On Tuesday, I wound up with extreme attendance issues. While I was talking to the attendance officer at school, the truancy officer was listening to me as I talked and explained why I was so confused--all my absences!! I had to go and speak with the truancy officer after that because two of my students had missed days and in WA, even SWD are included in the whole truancy court issue. I disagree with this, but that is another story for another time. I go in to talk with her and she says, "I overheard you talking about being sick. Are you okay?" So I gave her a basic overview of the issues and she said "Well I believe in the power of healing, so don't claim it." After that, I said, "Well, I believe in the power of Jesus, so I know that this is His will that will be done." She freaked out and was like "Are you a Christian?" So I told her that I was and asked if she was. She was so excited to meet another Christian at the school, and of course, so was I. She prayed over me and we had a great conversation. Before I left, she prayed over me. Once again, this was totally all constructed by the Lord. He placed us there and gave me that attendance situation so that I could be encouraged by another believer. What a great God we have!!

On Thursday, I had more attendance issues (WOW, REALLY>??) so I had to call the techline for help. Somehow, the lady asked me something that went to the eyes. It was a similar situation to what the truancy officer and I had. She said something, I said God, and we discovered that we were both Christians and she encouraged me and spurred me on. . . .and helped me log online to the crazy attendance website!! :) WHAT AN AWESOME EXPERIENCE!

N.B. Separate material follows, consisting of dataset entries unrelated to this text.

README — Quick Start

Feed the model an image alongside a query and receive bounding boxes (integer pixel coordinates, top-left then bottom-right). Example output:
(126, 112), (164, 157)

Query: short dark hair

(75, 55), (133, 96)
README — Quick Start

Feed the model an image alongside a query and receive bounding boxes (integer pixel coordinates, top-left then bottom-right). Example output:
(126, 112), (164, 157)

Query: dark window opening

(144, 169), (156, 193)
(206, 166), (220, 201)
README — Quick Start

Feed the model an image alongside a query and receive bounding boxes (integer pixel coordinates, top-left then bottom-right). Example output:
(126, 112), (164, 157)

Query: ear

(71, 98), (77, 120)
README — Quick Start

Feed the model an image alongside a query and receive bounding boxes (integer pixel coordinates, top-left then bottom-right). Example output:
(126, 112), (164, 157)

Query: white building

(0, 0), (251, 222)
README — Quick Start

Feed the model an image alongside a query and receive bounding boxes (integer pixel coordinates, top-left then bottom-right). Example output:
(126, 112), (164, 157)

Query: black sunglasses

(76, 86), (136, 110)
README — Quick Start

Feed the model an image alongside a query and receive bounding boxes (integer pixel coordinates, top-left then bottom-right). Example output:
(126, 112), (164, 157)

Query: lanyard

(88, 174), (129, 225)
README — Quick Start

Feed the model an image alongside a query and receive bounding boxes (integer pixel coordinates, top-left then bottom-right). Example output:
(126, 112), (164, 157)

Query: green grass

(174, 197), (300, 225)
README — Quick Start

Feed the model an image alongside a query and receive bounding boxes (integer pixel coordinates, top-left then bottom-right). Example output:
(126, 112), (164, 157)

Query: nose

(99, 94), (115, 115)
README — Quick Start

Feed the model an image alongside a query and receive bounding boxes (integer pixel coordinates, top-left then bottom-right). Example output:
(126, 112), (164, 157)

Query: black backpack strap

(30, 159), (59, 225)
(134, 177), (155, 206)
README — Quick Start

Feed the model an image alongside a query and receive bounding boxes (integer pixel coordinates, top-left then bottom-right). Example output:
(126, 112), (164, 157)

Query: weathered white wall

So those were both totally God-sent examples of how the Lord will encourage you when you need it and He will never leave you. When I could so easily be discouraged, God has lifted me up. Thank the Lord for this awesome week and the blessed opportunity to talk about Him so much! Let Him be praised and given the glory He deserves!!

Another huge blessing was being given a ride home by a co-worker yesterday. She went WELL out of her way to bring me home after work when she knew I wouldn't have any other way except to take the bus. How awesome!

Now it is Saturday. My boo has to work, which makes me sad, but I will certainly have the opportunity to rest while I am at home.

Reading in Job has helped to give me perspective--this is so minor and NOT eternal. Doesn't even matter--yes, I can say it does stink and I certainly wouldn't choose this for myself--but I know that there are so many reasons why God allowed this to come to me! Even the examples of this week--so many doors have been opened to talk about Him and share His truth with others. Now THAT is eternal.

I thank you all for your prayers and I am so grateful for you!